Yolları neredeyse talamış, her yerden çıkıp önünüze atlayan,çoğunluğu yabancı her yaş aralığında dilenen ve para almadan da yakanızdan ayrılmayan çoğu ithal dilencileri gördüm.
Genişletilmiş süslü kaldırım malzemesinin arasına kaygan zemin malzemesi atan uyanık yüzünden yağmurda, buzlanmada topuklularıyla kayıp düşen kadınları gördüm..
Yap bozları bir türlü bitmeyen yollarda oluşan çukurların, yağan yağmurlarla nasılda gölleşip hızlı geçen araçlar yüzünden yayaların tepeden tırnağa yıkanmalarını gördüm.

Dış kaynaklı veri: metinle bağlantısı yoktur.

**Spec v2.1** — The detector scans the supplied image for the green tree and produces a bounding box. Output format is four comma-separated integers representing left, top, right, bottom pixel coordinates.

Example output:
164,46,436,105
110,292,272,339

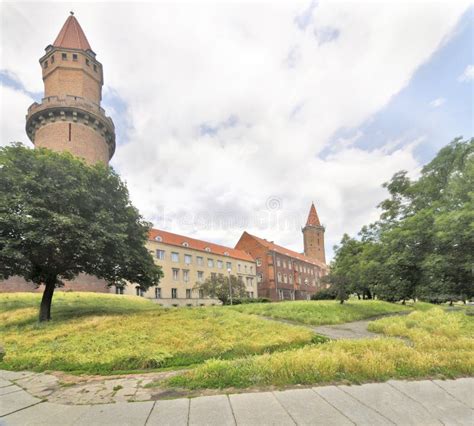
0,144,162,321
331,138,474,301
194,274,247,305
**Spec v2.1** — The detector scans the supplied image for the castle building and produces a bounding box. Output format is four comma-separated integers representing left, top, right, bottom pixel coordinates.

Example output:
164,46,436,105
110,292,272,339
26,12,115,164
0,13,115,293
235,204,328,301
115,229,257,306
302,203,326,264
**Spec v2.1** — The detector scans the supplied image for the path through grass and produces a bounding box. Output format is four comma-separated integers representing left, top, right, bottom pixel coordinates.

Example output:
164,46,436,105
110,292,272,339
226,300,412,325
167,308,474,389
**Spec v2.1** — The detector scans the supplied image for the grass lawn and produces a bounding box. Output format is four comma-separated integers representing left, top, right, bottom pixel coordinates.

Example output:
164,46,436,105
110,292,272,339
167,308,474,389
0,292,315,374
227,299,412,325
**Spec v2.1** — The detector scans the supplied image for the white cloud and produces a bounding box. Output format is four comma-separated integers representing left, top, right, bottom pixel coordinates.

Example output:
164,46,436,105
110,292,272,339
430,98,446,108
1,0,467,260
0,85,33,146
458,65,474,81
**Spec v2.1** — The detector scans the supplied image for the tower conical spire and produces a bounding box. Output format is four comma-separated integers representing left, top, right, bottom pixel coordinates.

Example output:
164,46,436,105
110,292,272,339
53,12,92,50
306,203,321,226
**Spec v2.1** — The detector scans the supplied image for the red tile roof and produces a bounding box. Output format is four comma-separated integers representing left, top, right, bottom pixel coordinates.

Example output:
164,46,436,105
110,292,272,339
306,203,321,226
53,15,92,50
148,229,255,262
244,232,327,268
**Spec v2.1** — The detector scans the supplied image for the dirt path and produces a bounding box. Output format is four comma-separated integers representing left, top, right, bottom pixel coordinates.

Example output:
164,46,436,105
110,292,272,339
264,311,412,340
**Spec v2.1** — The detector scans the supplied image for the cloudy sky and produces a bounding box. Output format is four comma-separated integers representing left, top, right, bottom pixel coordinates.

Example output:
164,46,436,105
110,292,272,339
0,0,474,256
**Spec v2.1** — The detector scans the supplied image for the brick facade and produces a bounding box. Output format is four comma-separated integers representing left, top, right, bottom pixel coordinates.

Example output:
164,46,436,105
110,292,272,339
0,274,110,293
26,15,115,164
235,205,328,301
0,15,115,293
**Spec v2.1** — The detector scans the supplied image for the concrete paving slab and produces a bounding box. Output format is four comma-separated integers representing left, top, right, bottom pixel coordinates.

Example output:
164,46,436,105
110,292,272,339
0,379,12,388
0,385,22,396
189,395,235,426
0,390,41,417
273,389,354,426
146,398,190,426
229,392,295,426
74,401,153,426
3,402,89,426
313,386,393,426
388,380,474,425
433,378,474,408
339,383,442,426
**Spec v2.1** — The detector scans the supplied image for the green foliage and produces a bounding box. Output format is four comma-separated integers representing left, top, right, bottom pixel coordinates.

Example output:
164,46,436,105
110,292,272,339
168,309,474,389
231,300,410,325
194,274,247,305
0,144,162,319
328,138,474,303
0,292,315,374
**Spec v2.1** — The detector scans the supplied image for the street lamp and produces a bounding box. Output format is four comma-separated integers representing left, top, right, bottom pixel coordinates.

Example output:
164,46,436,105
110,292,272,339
227,268,232,305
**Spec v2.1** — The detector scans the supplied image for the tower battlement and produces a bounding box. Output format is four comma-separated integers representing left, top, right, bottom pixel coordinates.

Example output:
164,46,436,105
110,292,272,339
26,14,115,164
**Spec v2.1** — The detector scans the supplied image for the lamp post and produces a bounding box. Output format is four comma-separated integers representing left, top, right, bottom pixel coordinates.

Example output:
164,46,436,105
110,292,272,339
227,268,232,305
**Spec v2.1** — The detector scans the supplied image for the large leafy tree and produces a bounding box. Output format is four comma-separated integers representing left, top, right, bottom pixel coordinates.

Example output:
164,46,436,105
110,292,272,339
331,138,474,301
0,144,162,321
194,274,247,305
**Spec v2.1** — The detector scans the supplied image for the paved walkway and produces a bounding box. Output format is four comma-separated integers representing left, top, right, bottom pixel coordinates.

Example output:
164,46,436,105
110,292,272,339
313,319,381,340
0,371,474,426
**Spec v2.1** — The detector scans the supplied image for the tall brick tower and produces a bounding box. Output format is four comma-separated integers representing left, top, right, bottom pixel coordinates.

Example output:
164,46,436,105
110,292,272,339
302,203,326,263
26,12,115,164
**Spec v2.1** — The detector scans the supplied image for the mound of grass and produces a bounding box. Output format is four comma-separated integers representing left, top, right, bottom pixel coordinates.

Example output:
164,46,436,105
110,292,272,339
167,309,474,389
227,300,411,325
0,293,315,374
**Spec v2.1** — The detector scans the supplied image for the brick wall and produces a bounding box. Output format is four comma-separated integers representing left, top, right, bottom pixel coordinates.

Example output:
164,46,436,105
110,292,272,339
35,121,109,164
0,274,110,293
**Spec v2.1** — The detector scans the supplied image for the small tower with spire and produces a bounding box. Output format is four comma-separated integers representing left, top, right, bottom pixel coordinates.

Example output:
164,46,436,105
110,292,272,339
26,12,115,164
302,203,326,263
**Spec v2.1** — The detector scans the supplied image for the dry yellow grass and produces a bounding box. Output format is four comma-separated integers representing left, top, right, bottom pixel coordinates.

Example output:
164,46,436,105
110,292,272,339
0,293,314,374
169,309,474,388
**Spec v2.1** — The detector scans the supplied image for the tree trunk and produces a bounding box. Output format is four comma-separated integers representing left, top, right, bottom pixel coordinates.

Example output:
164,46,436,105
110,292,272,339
39,277,56,322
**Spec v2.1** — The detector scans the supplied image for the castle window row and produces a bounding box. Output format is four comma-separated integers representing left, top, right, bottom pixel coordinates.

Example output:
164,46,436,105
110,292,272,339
171,268,253,287
277,257,319,277
43,52,97,72
125,286,255,299
155,249,253,274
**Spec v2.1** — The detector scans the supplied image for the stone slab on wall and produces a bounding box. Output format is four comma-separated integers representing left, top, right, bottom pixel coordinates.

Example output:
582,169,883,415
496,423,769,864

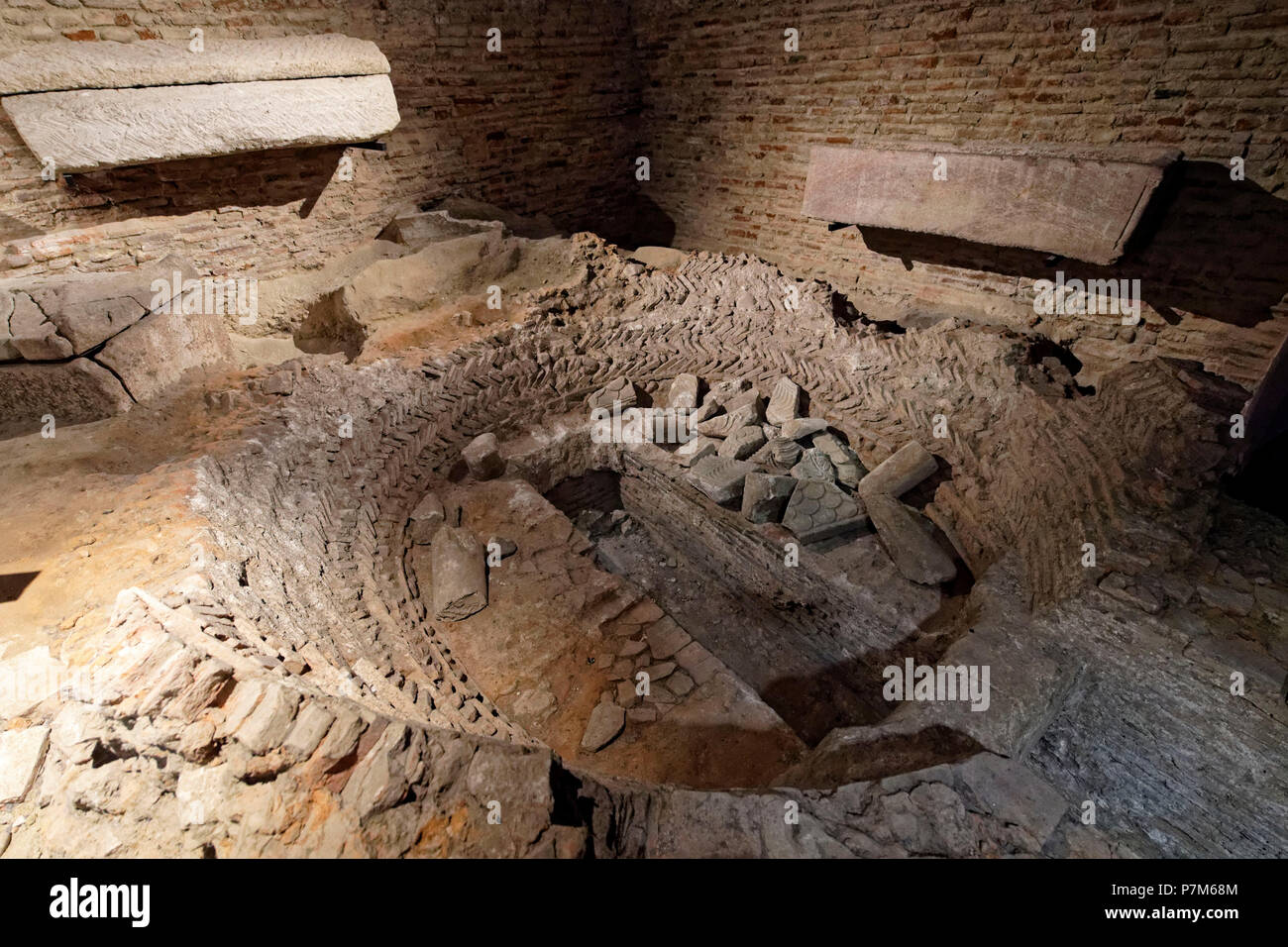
3,74,398,174
631,0,1288,386
804,146,1180,264
0,34,389,95
0,0,640,279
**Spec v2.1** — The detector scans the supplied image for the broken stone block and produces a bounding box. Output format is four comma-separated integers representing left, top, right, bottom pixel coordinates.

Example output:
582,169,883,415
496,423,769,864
409,493,446,546
675,437,720,467
688,458,756,504
765,377,802,424
432,526,486,621
793,447,836,481
702,377,751,407
461,432,505,480
863,489,957,585
666,374,698,407
859,441,939,498
725,388,765,424
814,434,868,489
486,536,519,559
590,377,640,410
783,480,866,543
742,473,796,523
690,398,724,428
696,404,760,438
769,437,805,467
716,425,765,460
0,644,69,720
265,371,295,394
780,417,827,441
0,727,49,805
581,688,634,753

Kuralsızlık yüzünden kaza yapan araçlar sahiplerinin birbirleriyle nasılda yaka paça kavga ettiklerini gördüm. Kapanan işyerlerini ,bitiriyoruz afişleri ile büyük sıkıntılar yaşayan, siftah dahi yapamamış başı ellerin arasında düşüncelere dalmış esnafın halini gördüm.. Suratları asık gülmeyen,bir dokunsan bin ah işiteceği,n her an öfke patlaması yaşamaya hazır mutsuz insan manzaralarını gördüm..Fahiş fiyatlar yüzünden artık sadece yemelik değil seyirlik olan baklavamızın, meşhur yemeklerimizin vatandaştan ne kadar uzaklaşabildiğini gördüm. Marketlere,manavlara,pazarlara evine yiyecek alabilmek için bir umutla girip eli boş dönmenin hüznünü yaşayan anneler babalar gördüm…
GÜNÜN SÖZÜ
Bir insanı tanımak istiyorsanız onu büyük bir mevkiye geçiriniz. La Bruyere
TEBESSÜM
Maymun kurmuş çilingir sofrasını ormanın orta yerine, külhanbeyliği yapıyor. O sırada zürafa oradan geçiyormuş,sormuş: - "Vay maymun Kardeş, nasılsın?" - "İyiyim be anam, içiyorum içiyorum aslanı dövüyorum." Zürafa tırsmış ve uzaklaşmış. Derken Zebra geçmiş, o da sormuş: - "Selam maymun abi, ne var ne yok?" - "N'olsun be gülüm hep aynı; içiyorum içiyorum aslanın parasını yiyorum" Zebra da uzaklaşmış oradan Bu kez köstebek, geçerken sormuş: - "Maymun ya naber?" - "İyilik koçum içiyorum içiyorum.Hizmetimi de aslana yaptırıyorum!" Köstebekte korkudan sıvışmış.. Böyle böyle derken, olanlar aslanın kulağına gitmiş ve aslan o tarafa doğru yola koyulmuş. Çıkmış maymunun karşısına: - "Eee anlat bakalım maymun efendi, ne var ne yok?" Maymun hemen kendine çeki düzen vererek yanıtlamış: - "N'olsun be abi, içiyorum içiyorum abuk subuk konuşuyorum."